A small controlled study of teenaged boys
Madhusmita Misra, MD, and researchers at Massachusetts General Hospital and, Harvard Medical School, Boston, and The Hospital for Sick Children, Toronto, conducted a study among 17 adolescent boys diagnosed with AN (DSM-IV-R criteria) and 17 matched controls (J Clin Endocrinol Metab. 2008; 93:3029).
The researchers assessed BMD among both groups using dual x-ray absorptiometry (DXA), and also measured fasting testosterone, estradiol, IGF-1, leptin, ghrelin, and PYY, as well as bone desorption and bone formation markers. The boys in the study were 12 to 17 years of age, and all the controls were at least 90% of their ideal body weight.
As expected, the boys with AN had lower weight, BMI, fat and lean muscle mass than did controls. However, height and high standard deviation scores did not differ between groups. Surprisingly, compared with controls, boys with AN had higher calcium and vitamin D intake from food and supplements.
For the first time, the authors demonstrated that markers of bone turnover (markers of both formation and resorption) are reduced in boys with AN compared with controls, who are in an increased state of bone turnover. The sole significant predictor of both bone turnover markers was IGF-1, consistent with studies in girls with AN and with the known bone trophic effects.

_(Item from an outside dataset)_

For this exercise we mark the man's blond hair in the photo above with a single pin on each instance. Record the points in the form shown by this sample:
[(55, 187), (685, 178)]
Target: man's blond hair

Boys with AN had lower BMD and BMD Z-scores at the spine, hip, and of the whole body than did controls. In addition, trochanteric and intertrochanteric BMD and corresponding Z-scores were lower in boys with AN. Lower BMD was associated with reduced bone turnover state, as indicated by bone markers. Boys with the longest duration of AN since diagnosis had the lowest bone age in relation to their chronological age.
Best predictors of BMD
According to Dr. Misra and colleagues, the best predictors of BMD were testosterone levels, lean mass, BMI, and bone age. Testosterone was an important, independent predictor of spinal BMD. Testosterone levels were significantly lower among boys with AN than for control boys (186.8 ng/dL vs. 413.8 ng/dL, respectively). Among girls, the gonadal steroids and IGF-1 are key determinants of BMD, and the appetite-regulating peptides ghrelin, PYY, and leptin are important predictors of low BMD. This was not the case with the boys in the authors’ study. Ghrelin levels were not significantly higher in boys with AN, and IGF-1 did not differ between the two groups of boys.
Because boys with AN are hypogondal, and lower BMD is predicted by lower levels of testosterone, BMI and lean mass, weight recovery is critical, according to the authors.